L’ensemble de l’organisation est en danger d’effondrement. Le travail de l’OSCE repose sur le consensus, mais la Russie refuse de plus en plus de jouer le jeu. Pendant ce temps, certaines craintes grandissent parmi certains membres quant à une possible infiltration par des agents et des diplomates russes. Les agences de renseignement occidentales affirment que la Russie utilise fréquemment les organisations internationales comme couverture pour ses agents des services secrets. Officiellement, les hommes et les femmes font partie des délégations russes, mais ils sont en réalité des espions.
L’OSCE compte actuellement 57 pays membres, dont l’ensemble de l’Union européenne et tous les États successeurs de l’Union soviétique, ainsi que les États-Unis et le Canada. La mission de l’organisation est la “prévention des conflits” et la “gestion des crises”. Mais que cela signifie-t-il lorsqu’un État membre en envahit un autre ?

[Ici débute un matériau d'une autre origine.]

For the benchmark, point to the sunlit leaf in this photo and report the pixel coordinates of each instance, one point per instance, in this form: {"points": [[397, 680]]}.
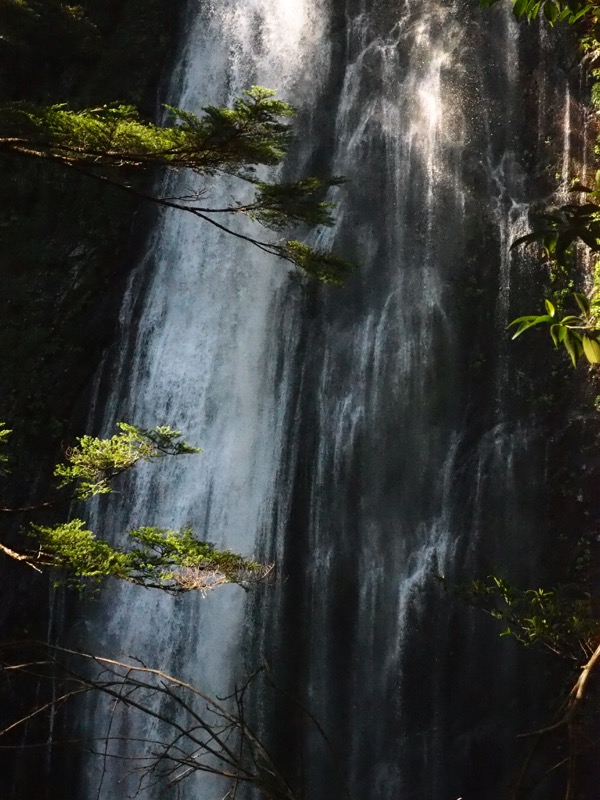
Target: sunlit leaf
{"points": [[591, 348]]}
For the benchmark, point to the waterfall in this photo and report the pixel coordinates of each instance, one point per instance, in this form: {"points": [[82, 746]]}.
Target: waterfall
{"points": [[367, 439]]}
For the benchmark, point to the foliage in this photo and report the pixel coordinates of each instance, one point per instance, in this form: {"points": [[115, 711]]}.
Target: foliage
{"points": [[175, 561], [4, 434], [554, 11], [113, 144], [229, 140], [558, 230], [577, 333], [94, 463]]}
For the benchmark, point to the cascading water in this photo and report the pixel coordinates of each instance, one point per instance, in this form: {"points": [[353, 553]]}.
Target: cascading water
{"points": [[366, 438]]}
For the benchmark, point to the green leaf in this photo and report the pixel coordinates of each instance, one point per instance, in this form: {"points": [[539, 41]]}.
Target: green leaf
{"points": [[557, 332], [583, 303], [569, 343], [519, 8], [591, 348]]}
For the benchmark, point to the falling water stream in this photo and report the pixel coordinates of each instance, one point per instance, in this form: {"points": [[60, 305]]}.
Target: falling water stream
{"points": [[366, 439]]}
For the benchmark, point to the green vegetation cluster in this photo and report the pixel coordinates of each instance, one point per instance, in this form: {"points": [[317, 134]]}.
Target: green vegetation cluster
{"points": [[66, 245], [174, 561]]}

L’OSCE a son siège à Vienne. L’administration est dirigée par un Secrétariat général et il y a également une Assemblée parlementaire avec son propre personnel. Mais la majorité des plus de 3 500 employés de l’organisation travaillent en Europe du Sud-Est, en Europe de l’Est, dans le Caucase du Sud et en Asie centrale. Ils forment des fonctionnaires, observent les élections et soutiennent les négociations de paix. Depuis l’occupation de la Crimée par la Russie en 2014, plus de 1 000 observateurs de l’OSCE ont parfois été déployés en Ukraine. Leurs missions dans le pays ont notamment consisté à surveiller le respect des cessez-le-feu et à organiser l’échange de prisonniers. Mais la mission a pris fin brusquement en 2022, son mandat expirant quelques semaines seulement après l’invasion de l’Ukraine par la Russie. La Russie s’est opposée à sa poursuite.